It’s been a long time since I read a book that simultaneously baffled me and had me hooked.
The world of Brigitte Sharp, a hacker turned cyber-spy, is so technical and tech-heavy, that at times I had no clue what Brigitte and her colleagues in MI6 were even talking about. But she is such an intriguing young woman, and so gutsy, that you are instinctively drawn to her.
Brigitte is half French, has an adored sister, an equally adored precocious young niece, a baby nephew and a heartily disliked brother-in-law. The feeling is mutual and Frédéric makes no attempt to hide his dislike of Bridge (as she is known) and her chaotic lifestyle.
Bridge discovers that there is a mole in a top-secret Anglo-French defence project and sets out to unmask him/her. She is driven by a desire to avenge the death of one of her online hacker community, a man she has never actually met, but with whom she feels kinship.
Her search takes her to France, and as she gets deeper and deeper into trying to unravel the hacking, she finds herself in considerably danger.
The book sweeps you along, even if (like me) you often don’t understand the technical side of the cyber-spying. It is nail-biting at times, and the last few chapters, with the inevitable race against time to foil a dangerous plot, are tense and exciting, and I was drained by the end of the book.

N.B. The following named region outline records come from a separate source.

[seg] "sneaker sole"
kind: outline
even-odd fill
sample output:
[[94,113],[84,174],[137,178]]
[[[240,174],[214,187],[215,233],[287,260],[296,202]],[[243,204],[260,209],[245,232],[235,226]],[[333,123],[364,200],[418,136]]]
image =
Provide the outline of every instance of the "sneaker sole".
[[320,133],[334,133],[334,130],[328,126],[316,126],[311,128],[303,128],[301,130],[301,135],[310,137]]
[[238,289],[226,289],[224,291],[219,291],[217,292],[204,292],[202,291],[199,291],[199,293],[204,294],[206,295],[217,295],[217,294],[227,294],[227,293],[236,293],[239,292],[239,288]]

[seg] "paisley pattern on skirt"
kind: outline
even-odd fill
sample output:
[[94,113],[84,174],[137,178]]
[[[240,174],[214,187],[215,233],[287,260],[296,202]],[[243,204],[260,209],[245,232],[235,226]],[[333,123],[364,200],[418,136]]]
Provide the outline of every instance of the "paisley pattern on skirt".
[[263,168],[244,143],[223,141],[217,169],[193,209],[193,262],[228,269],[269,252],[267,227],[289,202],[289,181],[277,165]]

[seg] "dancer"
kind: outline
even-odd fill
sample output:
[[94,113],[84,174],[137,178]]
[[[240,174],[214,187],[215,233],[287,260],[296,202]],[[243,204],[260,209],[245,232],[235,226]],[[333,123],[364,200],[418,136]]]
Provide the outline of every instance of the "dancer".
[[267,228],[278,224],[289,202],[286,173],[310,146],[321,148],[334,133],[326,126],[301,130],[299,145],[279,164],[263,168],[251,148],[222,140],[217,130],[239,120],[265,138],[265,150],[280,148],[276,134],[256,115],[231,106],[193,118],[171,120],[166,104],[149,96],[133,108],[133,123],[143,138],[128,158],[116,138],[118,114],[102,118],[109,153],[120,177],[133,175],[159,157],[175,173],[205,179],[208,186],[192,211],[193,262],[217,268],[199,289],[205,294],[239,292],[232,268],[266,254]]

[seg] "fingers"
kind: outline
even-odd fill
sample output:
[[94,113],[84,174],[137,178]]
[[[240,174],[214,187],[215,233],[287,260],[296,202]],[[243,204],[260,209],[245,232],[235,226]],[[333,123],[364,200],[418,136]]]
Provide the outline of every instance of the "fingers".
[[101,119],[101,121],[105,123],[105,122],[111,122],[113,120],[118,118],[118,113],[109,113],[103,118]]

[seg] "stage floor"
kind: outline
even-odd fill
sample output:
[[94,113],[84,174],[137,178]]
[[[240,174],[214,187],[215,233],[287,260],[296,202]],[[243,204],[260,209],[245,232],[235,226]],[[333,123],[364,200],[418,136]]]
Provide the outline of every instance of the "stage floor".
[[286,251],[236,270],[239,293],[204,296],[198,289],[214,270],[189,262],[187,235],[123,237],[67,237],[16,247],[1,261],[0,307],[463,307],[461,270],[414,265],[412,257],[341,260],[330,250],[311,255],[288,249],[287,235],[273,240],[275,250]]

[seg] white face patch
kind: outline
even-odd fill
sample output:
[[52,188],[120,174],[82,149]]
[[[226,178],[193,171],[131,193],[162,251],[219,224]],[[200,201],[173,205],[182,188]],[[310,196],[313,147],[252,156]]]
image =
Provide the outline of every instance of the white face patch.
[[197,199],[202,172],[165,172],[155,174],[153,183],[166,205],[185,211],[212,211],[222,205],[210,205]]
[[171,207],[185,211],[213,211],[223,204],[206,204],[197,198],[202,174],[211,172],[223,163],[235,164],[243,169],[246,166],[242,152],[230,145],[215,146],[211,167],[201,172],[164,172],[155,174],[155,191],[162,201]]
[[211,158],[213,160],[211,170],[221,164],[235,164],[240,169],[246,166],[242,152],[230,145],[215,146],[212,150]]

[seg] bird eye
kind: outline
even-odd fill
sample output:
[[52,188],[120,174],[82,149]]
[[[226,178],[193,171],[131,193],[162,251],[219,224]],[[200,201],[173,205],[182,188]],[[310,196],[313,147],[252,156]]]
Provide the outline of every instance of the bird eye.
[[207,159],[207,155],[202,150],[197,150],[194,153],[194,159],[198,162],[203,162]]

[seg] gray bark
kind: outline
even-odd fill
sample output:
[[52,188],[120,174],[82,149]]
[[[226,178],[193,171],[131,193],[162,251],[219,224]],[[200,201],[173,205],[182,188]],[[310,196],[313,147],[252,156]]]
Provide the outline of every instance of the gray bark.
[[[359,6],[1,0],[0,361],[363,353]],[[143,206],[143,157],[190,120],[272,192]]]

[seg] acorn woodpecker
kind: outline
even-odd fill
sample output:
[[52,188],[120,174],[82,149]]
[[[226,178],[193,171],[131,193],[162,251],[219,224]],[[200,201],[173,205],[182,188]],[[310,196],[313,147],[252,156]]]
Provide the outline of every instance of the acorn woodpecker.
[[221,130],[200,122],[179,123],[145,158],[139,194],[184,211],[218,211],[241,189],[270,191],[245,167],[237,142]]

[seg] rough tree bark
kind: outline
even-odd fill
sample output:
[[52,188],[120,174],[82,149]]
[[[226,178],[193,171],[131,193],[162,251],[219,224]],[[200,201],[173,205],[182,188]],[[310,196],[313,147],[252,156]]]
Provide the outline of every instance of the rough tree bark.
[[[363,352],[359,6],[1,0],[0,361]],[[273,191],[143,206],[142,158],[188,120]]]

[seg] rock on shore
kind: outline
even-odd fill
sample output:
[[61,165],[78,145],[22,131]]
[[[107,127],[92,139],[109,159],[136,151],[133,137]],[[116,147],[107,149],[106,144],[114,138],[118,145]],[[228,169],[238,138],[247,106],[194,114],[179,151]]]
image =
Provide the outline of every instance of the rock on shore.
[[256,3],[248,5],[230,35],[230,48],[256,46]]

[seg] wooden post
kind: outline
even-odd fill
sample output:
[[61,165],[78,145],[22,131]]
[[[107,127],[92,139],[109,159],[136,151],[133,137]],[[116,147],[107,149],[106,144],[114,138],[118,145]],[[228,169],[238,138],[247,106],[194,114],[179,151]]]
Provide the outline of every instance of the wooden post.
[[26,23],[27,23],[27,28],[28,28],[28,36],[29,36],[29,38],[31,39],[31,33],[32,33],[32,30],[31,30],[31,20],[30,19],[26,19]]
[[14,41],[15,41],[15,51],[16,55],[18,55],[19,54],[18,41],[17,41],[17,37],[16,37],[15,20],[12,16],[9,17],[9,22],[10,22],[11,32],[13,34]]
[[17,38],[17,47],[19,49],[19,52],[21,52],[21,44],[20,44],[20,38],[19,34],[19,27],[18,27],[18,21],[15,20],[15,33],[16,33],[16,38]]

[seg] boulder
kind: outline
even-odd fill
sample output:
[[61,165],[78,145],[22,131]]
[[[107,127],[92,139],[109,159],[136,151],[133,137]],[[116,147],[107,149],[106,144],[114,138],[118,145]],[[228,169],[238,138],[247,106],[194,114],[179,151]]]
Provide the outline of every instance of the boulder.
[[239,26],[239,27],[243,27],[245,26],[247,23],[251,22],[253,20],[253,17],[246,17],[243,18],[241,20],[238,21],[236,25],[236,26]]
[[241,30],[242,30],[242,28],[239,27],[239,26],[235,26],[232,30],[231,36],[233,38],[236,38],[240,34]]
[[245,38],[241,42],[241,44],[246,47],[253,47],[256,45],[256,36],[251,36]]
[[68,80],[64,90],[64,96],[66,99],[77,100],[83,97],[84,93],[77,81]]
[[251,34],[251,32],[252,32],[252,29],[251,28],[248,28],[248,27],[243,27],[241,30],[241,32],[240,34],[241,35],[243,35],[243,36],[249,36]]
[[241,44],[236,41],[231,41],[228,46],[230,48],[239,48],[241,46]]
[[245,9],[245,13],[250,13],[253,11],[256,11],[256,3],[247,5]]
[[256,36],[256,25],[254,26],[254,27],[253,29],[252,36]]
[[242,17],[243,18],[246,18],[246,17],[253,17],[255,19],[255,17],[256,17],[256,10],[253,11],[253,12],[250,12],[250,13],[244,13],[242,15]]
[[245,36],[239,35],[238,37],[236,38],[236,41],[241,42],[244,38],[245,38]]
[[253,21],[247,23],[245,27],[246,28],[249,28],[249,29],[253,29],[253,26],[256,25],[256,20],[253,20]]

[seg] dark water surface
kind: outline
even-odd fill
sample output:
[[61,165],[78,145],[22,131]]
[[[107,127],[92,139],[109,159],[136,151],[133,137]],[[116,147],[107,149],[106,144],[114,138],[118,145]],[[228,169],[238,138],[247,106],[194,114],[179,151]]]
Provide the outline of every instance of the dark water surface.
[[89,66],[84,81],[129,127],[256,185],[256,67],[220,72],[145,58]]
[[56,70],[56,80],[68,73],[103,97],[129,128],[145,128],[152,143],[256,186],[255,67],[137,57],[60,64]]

I have only one little criticism – there are lots of flashbacks about Bridge’s first mission in the field, in Syria, which ended badly. The trauma of that mission has scarred her, and still haunts her, years later. But I felt that these flashbacks were, perhaps, a tad too many and too long. They are necessary to round out her flawed and damaged personality, but I felt they could perhaps have been a little shorter.